Disney’s recently collapsed collaboration with Alibaba has been brushed under the carpet by most, along with the countless other failed attempts to go to market with a branded TV streaming service. Disney believes this time around will be different and Youku Tudou will provide the foothold in China it so badly craves, particularly now Netflix is present in China – inking a licensing deal with Baidu’s online video platform iQiyi in April last year.

Anybody knows that breaking China is anything but simple, yet it took some severe Chinese regulation changes to make Disney realize its previous strategies were way wide of the mark.

While DisneyLife was ejected from China for infringing foreign content regulations, we suspect that because Disney content will account for such a small fraction of Youku Tudou’s total online catalog, it will not be viewed as asserting too much foreign influence. Although each Disney title is likely to come under extreme scrutiny, such as Disney’s animated movie Zootopia, which was banned from China for allegedly inciting US propaganda.

Laws implemented in China in March 2016 prohibited foreign companies from selling or distributing digital media services in China, unless done so in cooperation with a Chinese company. Despite DisneyLife rolling out in partnership with Alibaba, as well as through cable TV and broadband operator Wasu Media Network, one of the first companies in China to receive an internet TV license from the government, the service was still shuttered. This was due to breaking a new regulation stating catalogs of online video services cannot exceed 30% foreign content.

For the Chinese partner companies, licensing deals with Hollywood studios and content providers satisfies subscriber demand for popular Western shows, while simultaneously combating piracy. Disney and Netflix won’t benefit enormously in financial terms but increasing brand recognition in the booming Chinese market is invaluable – cultivating the land before investing in original Chinese content in the future. However, our gut feeling is that Netflix will beat Disney to the punch in developing original content tailor made for China.

Through its subsidiary Buena Vista International, Disney will distribute titles including Pirates of the Caribbean, Mulan, Frozen and Beauty and the Beast to Youku Tudou subscribers – claiming 30 million subscribers and a 40% share of the Chinese online video market.

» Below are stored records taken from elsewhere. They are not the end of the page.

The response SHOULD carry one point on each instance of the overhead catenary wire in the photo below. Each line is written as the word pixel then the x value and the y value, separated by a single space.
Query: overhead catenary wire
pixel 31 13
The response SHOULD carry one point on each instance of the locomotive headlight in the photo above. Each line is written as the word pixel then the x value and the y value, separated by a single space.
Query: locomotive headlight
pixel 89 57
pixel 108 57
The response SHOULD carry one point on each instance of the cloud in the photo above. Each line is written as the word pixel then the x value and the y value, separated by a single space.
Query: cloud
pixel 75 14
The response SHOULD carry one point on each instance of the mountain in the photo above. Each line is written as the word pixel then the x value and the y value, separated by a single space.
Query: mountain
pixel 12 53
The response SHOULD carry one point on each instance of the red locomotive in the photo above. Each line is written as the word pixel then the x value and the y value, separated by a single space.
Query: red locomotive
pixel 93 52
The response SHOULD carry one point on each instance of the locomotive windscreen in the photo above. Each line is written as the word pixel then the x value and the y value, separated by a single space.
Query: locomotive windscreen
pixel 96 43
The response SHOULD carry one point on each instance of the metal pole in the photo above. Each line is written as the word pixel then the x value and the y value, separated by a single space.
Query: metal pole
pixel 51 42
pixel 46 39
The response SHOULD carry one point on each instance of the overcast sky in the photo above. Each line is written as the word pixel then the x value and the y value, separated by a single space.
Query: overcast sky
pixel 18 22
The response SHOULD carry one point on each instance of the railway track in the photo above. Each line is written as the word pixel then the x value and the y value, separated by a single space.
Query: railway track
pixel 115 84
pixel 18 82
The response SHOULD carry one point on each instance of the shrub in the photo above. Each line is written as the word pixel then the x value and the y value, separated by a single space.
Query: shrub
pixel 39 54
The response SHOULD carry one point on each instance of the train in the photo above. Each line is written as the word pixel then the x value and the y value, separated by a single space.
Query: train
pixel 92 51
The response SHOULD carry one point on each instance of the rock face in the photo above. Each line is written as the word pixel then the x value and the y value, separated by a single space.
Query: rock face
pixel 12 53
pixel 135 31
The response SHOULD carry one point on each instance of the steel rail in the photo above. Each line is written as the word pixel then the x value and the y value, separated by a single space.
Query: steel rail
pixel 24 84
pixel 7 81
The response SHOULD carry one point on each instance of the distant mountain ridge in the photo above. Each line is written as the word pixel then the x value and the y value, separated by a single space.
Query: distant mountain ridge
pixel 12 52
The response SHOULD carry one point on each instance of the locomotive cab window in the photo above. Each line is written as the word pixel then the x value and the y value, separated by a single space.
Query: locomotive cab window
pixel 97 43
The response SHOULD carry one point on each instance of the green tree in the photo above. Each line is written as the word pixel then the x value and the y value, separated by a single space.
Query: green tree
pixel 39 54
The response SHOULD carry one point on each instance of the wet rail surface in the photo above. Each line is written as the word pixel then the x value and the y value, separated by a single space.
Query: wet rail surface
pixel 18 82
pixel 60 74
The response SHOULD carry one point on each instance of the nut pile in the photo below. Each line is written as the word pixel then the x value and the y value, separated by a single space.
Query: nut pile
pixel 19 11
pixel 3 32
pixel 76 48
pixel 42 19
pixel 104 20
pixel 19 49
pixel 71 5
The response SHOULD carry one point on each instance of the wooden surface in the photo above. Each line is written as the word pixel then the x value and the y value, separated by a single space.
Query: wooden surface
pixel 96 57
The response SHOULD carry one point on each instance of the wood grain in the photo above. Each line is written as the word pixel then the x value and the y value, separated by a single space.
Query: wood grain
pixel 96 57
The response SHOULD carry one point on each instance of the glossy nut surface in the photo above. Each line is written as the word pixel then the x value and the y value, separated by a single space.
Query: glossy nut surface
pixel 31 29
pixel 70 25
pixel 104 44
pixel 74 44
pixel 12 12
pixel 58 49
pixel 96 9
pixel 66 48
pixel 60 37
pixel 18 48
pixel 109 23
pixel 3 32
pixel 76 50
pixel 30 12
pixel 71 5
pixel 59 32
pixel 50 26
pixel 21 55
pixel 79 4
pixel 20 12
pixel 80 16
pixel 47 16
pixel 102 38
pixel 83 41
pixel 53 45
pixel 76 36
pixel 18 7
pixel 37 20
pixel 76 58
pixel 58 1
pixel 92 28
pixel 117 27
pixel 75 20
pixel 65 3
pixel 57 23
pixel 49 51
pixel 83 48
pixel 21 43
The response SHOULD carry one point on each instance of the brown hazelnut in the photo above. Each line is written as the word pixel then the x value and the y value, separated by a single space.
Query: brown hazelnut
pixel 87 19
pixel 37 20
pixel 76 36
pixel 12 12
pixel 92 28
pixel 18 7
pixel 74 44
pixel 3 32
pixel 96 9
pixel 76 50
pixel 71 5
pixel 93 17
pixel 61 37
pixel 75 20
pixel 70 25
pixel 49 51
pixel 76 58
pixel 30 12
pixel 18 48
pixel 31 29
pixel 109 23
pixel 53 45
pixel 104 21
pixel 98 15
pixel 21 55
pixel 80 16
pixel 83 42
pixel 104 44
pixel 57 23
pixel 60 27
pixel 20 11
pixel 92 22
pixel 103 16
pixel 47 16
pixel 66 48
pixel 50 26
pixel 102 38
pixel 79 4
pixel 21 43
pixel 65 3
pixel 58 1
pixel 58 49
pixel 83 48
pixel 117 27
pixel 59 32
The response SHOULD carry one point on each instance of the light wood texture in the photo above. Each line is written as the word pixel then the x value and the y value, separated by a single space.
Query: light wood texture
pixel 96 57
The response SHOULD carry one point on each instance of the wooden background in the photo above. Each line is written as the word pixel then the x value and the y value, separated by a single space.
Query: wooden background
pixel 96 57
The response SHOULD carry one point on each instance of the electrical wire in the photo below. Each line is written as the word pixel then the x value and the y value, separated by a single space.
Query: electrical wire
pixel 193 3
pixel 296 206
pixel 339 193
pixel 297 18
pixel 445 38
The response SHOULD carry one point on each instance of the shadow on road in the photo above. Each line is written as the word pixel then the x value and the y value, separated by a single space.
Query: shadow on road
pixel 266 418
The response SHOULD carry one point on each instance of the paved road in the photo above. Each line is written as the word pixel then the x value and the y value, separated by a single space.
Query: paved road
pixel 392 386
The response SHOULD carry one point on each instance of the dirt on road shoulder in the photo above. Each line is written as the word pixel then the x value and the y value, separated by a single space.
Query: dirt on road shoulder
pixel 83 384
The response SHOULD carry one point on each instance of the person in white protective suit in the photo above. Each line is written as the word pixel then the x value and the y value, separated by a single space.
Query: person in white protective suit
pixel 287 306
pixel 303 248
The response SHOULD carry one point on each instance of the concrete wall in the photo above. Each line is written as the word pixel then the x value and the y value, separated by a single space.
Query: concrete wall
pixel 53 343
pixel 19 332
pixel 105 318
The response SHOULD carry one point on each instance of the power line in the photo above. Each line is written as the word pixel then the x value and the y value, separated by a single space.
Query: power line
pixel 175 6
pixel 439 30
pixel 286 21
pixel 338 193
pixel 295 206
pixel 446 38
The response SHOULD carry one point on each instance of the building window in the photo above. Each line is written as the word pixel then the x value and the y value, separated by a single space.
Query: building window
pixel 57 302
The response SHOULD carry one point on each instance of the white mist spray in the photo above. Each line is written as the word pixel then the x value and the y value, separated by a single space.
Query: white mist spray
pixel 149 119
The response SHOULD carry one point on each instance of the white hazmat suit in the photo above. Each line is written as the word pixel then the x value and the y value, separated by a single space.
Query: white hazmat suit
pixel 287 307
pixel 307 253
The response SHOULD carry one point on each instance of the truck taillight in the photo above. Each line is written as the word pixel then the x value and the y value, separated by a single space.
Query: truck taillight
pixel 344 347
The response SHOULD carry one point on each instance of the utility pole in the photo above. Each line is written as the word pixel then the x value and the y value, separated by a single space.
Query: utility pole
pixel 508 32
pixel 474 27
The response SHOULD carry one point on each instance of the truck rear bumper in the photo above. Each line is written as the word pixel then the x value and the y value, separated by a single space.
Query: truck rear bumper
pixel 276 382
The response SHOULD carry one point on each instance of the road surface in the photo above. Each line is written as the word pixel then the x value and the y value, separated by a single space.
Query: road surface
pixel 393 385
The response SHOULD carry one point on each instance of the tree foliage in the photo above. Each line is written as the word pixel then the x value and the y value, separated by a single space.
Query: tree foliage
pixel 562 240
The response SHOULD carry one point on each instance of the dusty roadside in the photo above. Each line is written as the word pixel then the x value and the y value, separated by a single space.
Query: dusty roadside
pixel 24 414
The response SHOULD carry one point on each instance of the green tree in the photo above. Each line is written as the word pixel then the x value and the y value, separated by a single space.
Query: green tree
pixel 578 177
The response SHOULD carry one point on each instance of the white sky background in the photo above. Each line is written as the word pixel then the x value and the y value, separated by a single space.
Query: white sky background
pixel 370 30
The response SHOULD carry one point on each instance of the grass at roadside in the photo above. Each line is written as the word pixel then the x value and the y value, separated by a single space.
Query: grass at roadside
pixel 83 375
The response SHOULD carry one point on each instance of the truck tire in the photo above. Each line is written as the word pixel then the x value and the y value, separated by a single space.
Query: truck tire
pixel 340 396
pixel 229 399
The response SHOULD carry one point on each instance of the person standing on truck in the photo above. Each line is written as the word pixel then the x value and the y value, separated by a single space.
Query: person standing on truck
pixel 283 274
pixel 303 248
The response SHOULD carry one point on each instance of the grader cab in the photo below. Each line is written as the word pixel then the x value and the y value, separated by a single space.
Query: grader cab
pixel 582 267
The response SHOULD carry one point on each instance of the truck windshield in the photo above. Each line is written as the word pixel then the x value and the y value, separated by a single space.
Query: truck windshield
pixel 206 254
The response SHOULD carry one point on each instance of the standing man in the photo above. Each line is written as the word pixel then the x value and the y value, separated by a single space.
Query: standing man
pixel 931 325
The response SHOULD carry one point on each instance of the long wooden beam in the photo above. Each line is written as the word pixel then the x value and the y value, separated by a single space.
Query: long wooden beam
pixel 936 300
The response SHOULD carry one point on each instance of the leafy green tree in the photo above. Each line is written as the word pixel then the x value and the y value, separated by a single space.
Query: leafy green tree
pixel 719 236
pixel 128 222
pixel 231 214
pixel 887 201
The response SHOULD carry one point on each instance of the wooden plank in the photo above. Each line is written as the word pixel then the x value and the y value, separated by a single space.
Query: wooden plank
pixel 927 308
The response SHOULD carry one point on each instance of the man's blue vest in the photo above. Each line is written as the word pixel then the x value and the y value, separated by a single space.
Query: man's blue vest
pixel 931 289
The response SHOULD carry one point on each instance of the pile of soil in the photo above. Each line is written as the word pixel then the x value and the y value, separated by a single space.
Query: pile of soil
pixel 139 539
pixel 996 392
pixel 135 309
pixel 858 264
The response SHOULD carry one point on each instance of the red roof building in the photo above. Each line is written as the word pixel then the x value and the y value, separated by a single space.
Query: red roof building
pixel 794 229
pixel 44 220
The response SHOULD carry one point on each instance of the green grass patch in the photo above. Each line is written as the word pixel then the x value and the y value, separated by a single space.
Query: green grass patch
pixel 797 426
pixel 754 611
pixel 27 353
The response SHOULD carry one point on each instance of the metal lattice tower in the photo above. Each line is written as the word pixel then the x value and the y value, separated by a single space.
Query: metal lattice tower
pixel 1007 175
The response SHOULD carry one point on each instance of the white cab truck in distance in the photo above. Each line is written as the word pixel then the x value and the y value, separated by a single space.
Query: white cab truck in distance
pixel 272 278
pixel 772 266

Alibaba is said to have previously attempted to strike a deal with Netflix, but instead pressed ahead with its own OTT video platform and then decided to buy all outstanding shares in Youku Tudou for $5.2 billion in 2015. Youku Tudou is essentially the Chinese version of YouTube, with an SVoD package too.

Disney’s failed 2015 plan for China involved selling an OTT streaming device distributed by Alibaba – a $125 piece of hardware with a one-year subscription to access DisneyLife, nothing else. Faultline Online Reporter predicted this venture would flop, considering pirated copies of its popular movies are available in abundance across China.

“The addition of Disney content greatly enriches the library of quality international content on Alibaba’s media and entertainment ecosystem, giving us a leading edge in foreign content distribution in China. Further cooperation with global entertainment companies will help increase our penetration in the family entertainment segment and strengthen Youku’s position as a leading multiscreen entertainment and media platform in China,” said Youku President Yang Weidong.